The O(n) Club: Valid Parenthesis String — Greedy for Sanity, Wild About Wildcards

The O(n) Club: Valid Parenthesis String — Greedy for Sanity, Wild About Wildcards

⚡ TL;DR

This interview classic wants you to check if a string of ‘(‘, ‘)’, and ‘*’ (the wildcard that’s more indecisive than you at a buffet) can be a valid parenthesis string. Brute force makes your laptop boil; the greedy approach keeps you and your hardware alive. Behold, sanity in Java:

// Fast O(n) greedy solution
public boolean checkValidString(String s) {
    int minOpen = 0, maxOpen = 0;
    for (char c : s.toCharArray()) {
        if (c == '(') { minOpen++; maxOpen++; }
        else if (c == ')') { minOpen--; maxOpen--; }
        else { minOpen--; maxOpen++; } // '*' is wild
        if (maxOpen < 0) return false;
        if (minOpen < 0) minOpen = 0;
    }
    return minOpen == 0;
}

🧠 How Devs Usually Mess This Up

If you think ‘*’ just means “skip me!”, or you start branching for each ‘*’ possibility, congrats: you’ve invented lag and pain. Trying every combination? Your code’s time complexity goes from “hobbyist” to “help desk ticket.” Even better: try a stack, and quickly find yourself in “wildcard juggling” hell—classic stacks never learned to improvise.

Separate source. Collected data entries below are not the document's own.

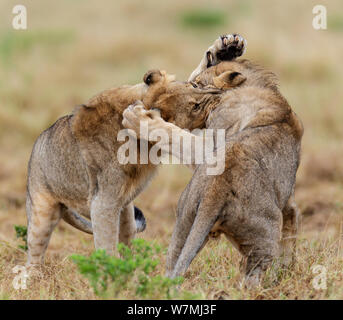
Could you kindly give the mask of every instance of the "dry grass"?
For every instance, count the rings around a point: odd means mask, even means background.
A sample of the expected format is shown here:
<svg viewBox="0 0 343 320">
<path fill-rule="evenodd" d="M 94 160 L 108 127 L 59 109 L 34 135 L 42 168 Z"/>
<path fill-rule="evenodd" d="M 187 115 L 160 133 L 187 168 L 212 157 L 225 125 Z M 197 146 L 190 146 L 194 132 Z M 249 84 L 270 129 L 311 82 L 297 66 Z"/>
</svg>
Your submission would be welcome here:
<svg viewBox="0 0 343 320">
<path fill-rule="evenodd" d="M 13 226 L 26 224 L 26 166 L 37 135 L 96 92 L 140 82 L 149 68 L 186 79 L 209 43 L 234 31 L 248 39 L 248 58 L 278 74 L 281 91 L 304 122 L 296 189 L 303 213 L 298 261 L 278 284 L 267 277 L 264 289 L 249 292 L 240 287 L 239 254 L 221 239 L 192 263 L 182 288 L 208 299 L 343 298 L 340 0 L 325 1 L 327 31 L 312 29 L 316 1 L 217 1 L 214 9 L 225 19 L 211 28 L 189 18 L 185 23 L 196 6 L 213 9 L 209 1 L 22 3 L 28 8 L 27 31 L 11 30 L 13 2 L 0 3 L 0 299 L 96 299 L 68 259 L 89 254 L 92 237 L 64 223 L 53 234 L 43 276 L 27 290 L 13 289 L 12 268 L 26 259 Z M 164 166 L 139 196 L 136 204 L 148 220 L 145 239 L 168 245 L 177 200 L 190 177 L 186 168 Z M 316 264 L 327 268 L 326 290 L 311 284 Z"/>
</svg>

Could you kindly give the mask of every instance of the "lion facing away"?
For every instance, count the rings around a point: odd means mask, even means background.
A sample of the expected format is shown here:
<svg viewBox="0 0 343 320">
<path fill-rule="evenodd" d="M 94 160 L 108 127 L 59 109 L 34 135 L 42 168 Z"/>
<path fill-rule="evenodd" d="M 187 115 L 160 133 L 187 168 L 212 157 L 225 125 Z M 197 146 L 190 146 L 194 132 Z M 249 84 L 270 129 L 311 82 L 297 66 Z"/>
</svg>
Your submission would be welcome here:
<svg viewBox="0 0 343 320">
<path fill-rule="evenodd" d="M 250 61 L 219 63 L 195 82 L 222 89 L 197 117 L 198 108 L 182 104 L 174 95 L 175 87 L 185 85 L 177 82 L 163 88 L 159 81 L 151 83 L 143 99 L 144 106 L 159 109 L 162 118 L 142 106 L 124 112 L 123 123 L 133 130 L 144 120 L 150 130 L 165 128 L 171 137 L 172 130 L 180 132 L 175 117 L 183 117 L 184 128 L 226 132 L 224 172 L 210 176 L 207 164 L 195 164 L 179 199 L 167 275 L 184 273 L 214 228 L 212 232 L 224 233 L 243 255 L 246 284 L 256 286 L 275 258 L 282 256 L 285 265 L 292 262 L 298 220 L 294 187 L 303 127 L 280 94 L 275 76 Z M 174 124 L 165 121 L 170 119 Z"/>
</svg>

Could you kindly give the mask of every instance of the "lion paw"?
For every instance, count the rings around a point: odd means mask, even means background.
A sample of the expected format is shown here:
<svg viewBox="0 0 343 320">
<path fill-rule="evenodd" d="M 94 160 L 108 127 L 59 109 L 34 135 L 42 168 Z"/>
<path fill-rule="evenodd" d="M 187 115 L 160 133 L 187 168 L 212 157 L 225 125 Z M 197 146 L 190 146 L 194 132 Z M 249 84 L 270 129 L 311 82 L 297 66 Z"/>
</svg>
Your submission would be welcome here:
<svg viewBox="0 0 343 320">
<path fill-rule="evenodd" d="M 207 67 L 240 57 L 245 52 L 246 46 L 246 40 L 239 34 L 220 36 L 207 51 Z"/>
<path fill-rule="evenodd" d="M 147 124 L 150 131 L 158 125 L 159 120 L 162 120 L 162 118 L 157 109 L 146 110 L 143 103 L 137 101 L 124 110 L 122 124 L 125 128 L 135 131 L 137 136 L 140 137 L 141 124 Z"/>
</svg>

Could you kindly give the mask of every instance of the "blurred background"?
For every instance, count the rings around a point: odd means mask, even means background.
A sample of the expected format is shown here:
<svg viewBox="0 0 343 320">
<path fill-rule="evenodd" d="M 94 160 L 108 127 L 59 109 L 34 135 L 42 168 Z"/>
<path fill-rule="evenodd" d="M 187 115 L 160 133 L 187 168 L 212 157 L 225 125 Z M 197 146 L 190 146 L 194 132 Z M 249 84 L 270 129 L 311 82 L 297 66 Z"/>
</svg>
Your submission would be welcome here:
<svg viewBox="0 0 343 320">
<path fill-rule="evenodd" d="M 26 224 L 27 163 L 44 129 L 99 91 L 141 82 L 148 69 L 186 80 L 204 50 L 233 32 L 248 41 L 245 58 L 277 74 L 305 127 L 296 188 L 301 238 L 342 238 L 341 0 L 320 2 L 327 30 L 313 29 L 312 9 L 319 3 L 311 0 L 21 0 L 27 30 L 12 28 L 16 4 L 0 2 L 0 252 L 16 241 L 13 225 Z M 136 201 L 148 220 L 143 237 L 168 244 L 190 177 L 185 167 L 161 167 Z M 91 250 L 91 237 L 62 223 L 48 252 L 64 257 Z M 24 261 L 4 251 L 1 258 Z"/>
</svg>

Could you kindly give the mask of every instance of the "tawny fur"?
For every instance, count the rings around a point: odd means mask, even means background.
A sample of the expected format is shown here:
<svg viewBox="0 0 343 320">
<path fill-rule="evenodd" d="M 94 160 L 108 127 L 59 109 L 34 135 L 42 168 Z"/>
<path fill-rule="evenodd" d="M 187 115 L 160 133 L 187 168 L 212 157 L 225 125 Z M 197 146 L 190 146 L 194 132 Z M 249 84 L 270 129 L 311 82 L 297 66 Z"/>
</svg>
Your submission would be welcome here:
<svg viewBox="0 0 343 320">
<path fill-rule="evenodd" d="M 135 235 L 131 202 L 156 166 L 119 164 L 117 133 L 123 129 L 122 111 L 142 99 L 145 88 L 106 90 L 37 139 L 28 173 L 28 264 L 43 261 L 53 228 L 60 218 L 70 222 L 71 213 L 76 220 L 91 218 L 95 247 L 109 253 L 119 240 L 128 243 Z"/>
<path fill-rule="evenodd" d="M 235 53 L 241 42 L 227 39 L 216 40 L 216 48 Z M 240 44 L 237 56 L 241 51 Z M 166 85 L 172 81 L 163 72 L 159 74 Z M 148 75 L 144 81 L 149 82 Z M 147 185 L 156 166 L 120 164 L 117 152 L 123 142 L 117 141 L 117 135 L 123 129 L 123 110 L 144 99 L 146 83 L 105 90 L 38 137 L 28 169 L 28 264 L 43 261 L 61 218 L 93 232 L 95 247 L 110 254 L 115 253 L 118 241 L 127 244 L 135 235 L 132 200 Z M 208 91 L 211 89 L 194 89 L 193 100 L 202 101 Z M 138 152 L 142 155 L 143 151 Z M 91 223 L 82 216 L 91 218 Z"/>
<path fill-rule="evenodd" d="M 227 90 L 236 76 L 241 78 L 238 87 Z M 276 77 L 247 60 L 210 67 L 196 82 L 225 90 L 205 103 L 197 117 L 194 105 L 175 95 L 175 88 L 182 85 L 187 95 L 189 85 L 177 82 L 151 84 L 146 95 L 150 98 L 143 100 L 147 108 L 158 108 L 163 119 L 150 114 L 149 120 L 144 112 L 135 115 L 135 110 L 124 113 L 128 127 L 135 118 L 167 132 L 173 126 L 179 131 L 176 126 L 226 130 L 224 173 L 209 176 L 206 164 L 196 166 L 181 195 L 167 275 L 175 277 L 187 270 L 215 226 L 212 232 L 224 233 L 242 253 L 246 284 L 256 286 L 275 258 L 281 256 L 286 266 L 293 261 L 298 220 L 294 187 L 303 127 L 280 94 Z M 171 110 L 177 115 L 170 116 Z"/>
</svg>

🔍 What’s Actually Going On

Picture ‘*’ as your office intern: sometimes helpful, sometimes missing, sometimes just making things complicated. Instead of panicking, just keep track of a range — from minimum to maximum possible open parentheses. Each ‘(‘ bumps both up. Each ‘)’ dings both down. Each ‘*’? Well, it could be ‘(‘, or ‘)’, or just nothing, so min goes down (maybe it’s a ‘)’), max goes up (maybe it’s a ‘(‘), and you pray neither counter breaks the rules. If maxOpen drops below zero, you’ve officially closed more than you ever opened—party’s over, return false.

🛠️ PseudoCode

• Initialize minOpen = 0; maxOpen = 0
• For each character:
• ‘(‘ → minOpen++, maxOpen++ (invite to open-party)
• ‘)’ → minOpen--, maxOpen-- (closing time!)
• ‘*’ → minOpen--, maxOpen++ (because it might be anything…or nothing)
• If maxOpen < 0, immediately fail (too many closes)
• Clamp minOpen at 0 (can’t have fewer than zero opens!)
• After the loop: if minOpen == 0, string can be valid. If not, the wildcards let you down.

💻 The Code

public boolean checkValidString(String s) {
    int minOpen = 0;
    int maxOpen = 0;
    for (char c : s.toCharArray()) {
        if (c == '(') {
            minOpen++;
            maxOpen++;
        } else if (c == ')') {
            minOpen--;
            maxOpen--;
        } else { // c == '*'
            minOpen--;
            maxOpen++;
        }
        if (maxOpen < 0) {
            return false;
        }
        if (minOpen < 0) {
            minOpen = 0;
        }
    }
    return minOpen == 0;
}

⚠️ Pitfalls, Traps & Runtime Smacks

• All stars, no structure: A string with a gazillion ‘*’s is technically valid, but don’t be lazy—let the logic prove it.
• Resetting minOpen to zero (not negative): Remember, you can’t have negative open parentheses. This is code, not quantum mechanics.
• Stack-based nostalgia: Don’t dust off that old paren stack. ‘*”s will have it panic and drop boxes everywhere.
• Time/Space complexity: O(n) time, O(1) space. The algorithm is so efficient, your laptop fan might even thank you.

🧠 Interviewer Brain-Tattoo

“Wildcards are fun… until you realize recursion is the new semicolon. Track the possibilities, not the panic.”